For the last two years, the project I am currently working with has been asking teachers in many different schools to use common initial and final assessment tasks. The tasks themselves have been drawn from the library of **MARS tasks** available through the Math Shell project, as well as other very similar tasks curated by the **Silicon Valley Math Initiative**.

Here is a sample question from a MARS task with an actual student response. The shaded in circles below represent the scoring decisions made by the teacher who scored this task.

This summer I have been tasked with rethinking how we use our common beginning of unit formative assessments in our project. The purposes of our common assessments are to:

- provide teachers with information so they use it to help plan,
- provide students with rich mathematics tasks to introduce them to the mathematics for that unit,
- provide our program staff with information on the aggregate needs of students in the project.

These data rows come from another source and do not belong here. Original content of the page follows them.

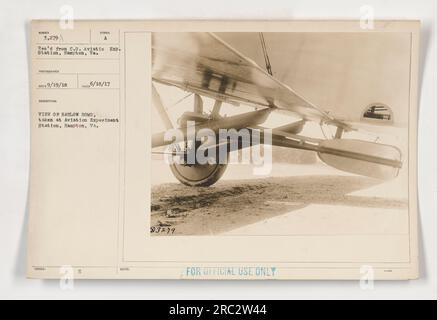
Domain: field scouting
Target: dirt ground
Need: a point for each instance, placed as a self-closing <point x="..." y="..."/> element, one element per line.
<point x="232" y="204"/>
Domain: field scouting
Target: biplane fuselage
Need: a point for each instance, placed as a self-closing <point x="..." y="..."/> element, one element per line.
<point x="315" y="82"/>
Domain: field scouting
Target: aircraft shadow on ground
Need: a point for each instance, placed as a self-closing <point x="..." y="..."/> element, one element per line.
<point x="232" y="204"/>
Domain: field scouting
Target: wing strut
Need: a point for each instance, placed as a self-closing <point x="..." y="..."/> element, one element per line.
<point x="266" y="55"/>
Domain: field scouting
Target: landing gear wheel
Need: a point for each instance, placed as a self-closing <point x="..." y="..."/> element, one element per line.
<point x="198" y="175"/>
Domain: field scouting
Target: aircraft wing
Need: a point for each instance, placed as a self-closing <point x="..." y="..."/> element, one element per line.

We recently had the senior advisors to our project give us some feedback, and much of the feedback around our assessment model fell right in line with feedback we got from teachers through-out the year; the information the teachers were getting wasn’t very useful, and the tasks were often too hard for students, particularly at the beginning of the unit.

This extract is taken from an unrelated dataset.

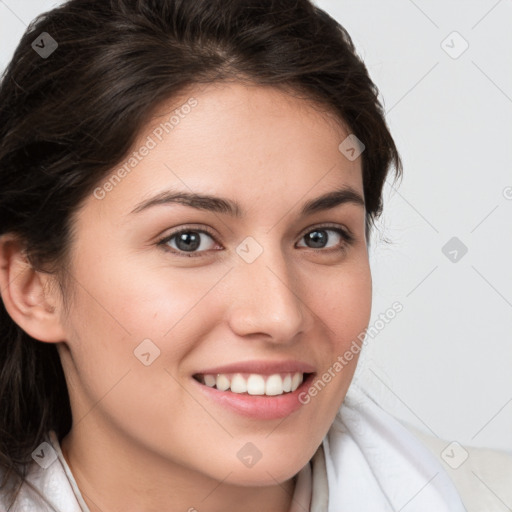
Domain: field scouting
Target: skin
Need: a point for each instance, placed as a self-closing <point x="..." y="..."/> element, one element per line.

The first thing we are considering is providing more options for initial tasks for teachers to use, rather than specifying a particular assessment task for each unit (although for the early units, this may be less necessary). This, along with some guidance as to the emphases for each task and unit, may help teachers choose tasks which provide more access to more of their students.

The next thing we are exploring is using a completely different scoring system. In the past, teachers went through the assessment for each student, and according to a rubric, assigned a point value (usually 0, 1, or 2) to each scoring decision, and then totaled these for each student to produce a score on the assessment. The main problem with this scoring system is that it tends to focus teachers on what students got right or wrong, and not what they did to attempt to solve the problem. Both focii have some use when deciding what to do next with students, but the first operates from a deficit model (what did they do wrong) and the second operates from a building-on-strengths (what do they know how to do) model.

I took a look at a sample of 30 students’ work **on this task**, and decided that I could roughly group each students’ solution for each question under the categories of “algebraic”, “division”, “multiplication”, “addition”, and “other” strategy. I then took two sample classrooms of students and analyzed each students’ work on each question, categorizing according to the above set of strategies. It was pretty clear to me that in one classroom the students were attempting to use addition more often than in the other, and were struggling to successfully use arithmetic to solve the problems, whereas in the other class, most students had very few issues with arithmetic. I then recorded this information in a spreadsheet, along with the student answers, and generated some summaries of the distribution of strategies attempted as shown below.

One assumption I made when even thinking about categorizing student strategies instead of scoring them for accuracy is that students will likely use the strategy to solve a problem which seems most appropriate to them, and that by extension, if they do not use a more efficient or more accurate strategy, it is because they don’t really understand why it works. In both of these classrooms, students tended to use addition to solve the first problem, but in one classroom virtually no students ever used anything beyond addition to solve any of the problems, and in the other classroom, students used more sophisticated multiplication strategies, and a few students even used algebraic approaches.

I tested this approach with two of my colleagues, who are also mathematics instructional specialists, and after categorizing the student responses, they both were able to come up with ideas on how they might approach the upcoming unit based on the student responses, and did not find the amount of time to categorize the responses to be much different than it would have been if they were scoring the responses.

I’d love some feedback on this process before we try and implement it in the 32 schools in our project next year. Has anyone focused on categorizing or summarizing student types of student responses on an assessment task in this way before? Does this process seem like it would be useful for you as a teacher? Do you have any questions about this approach?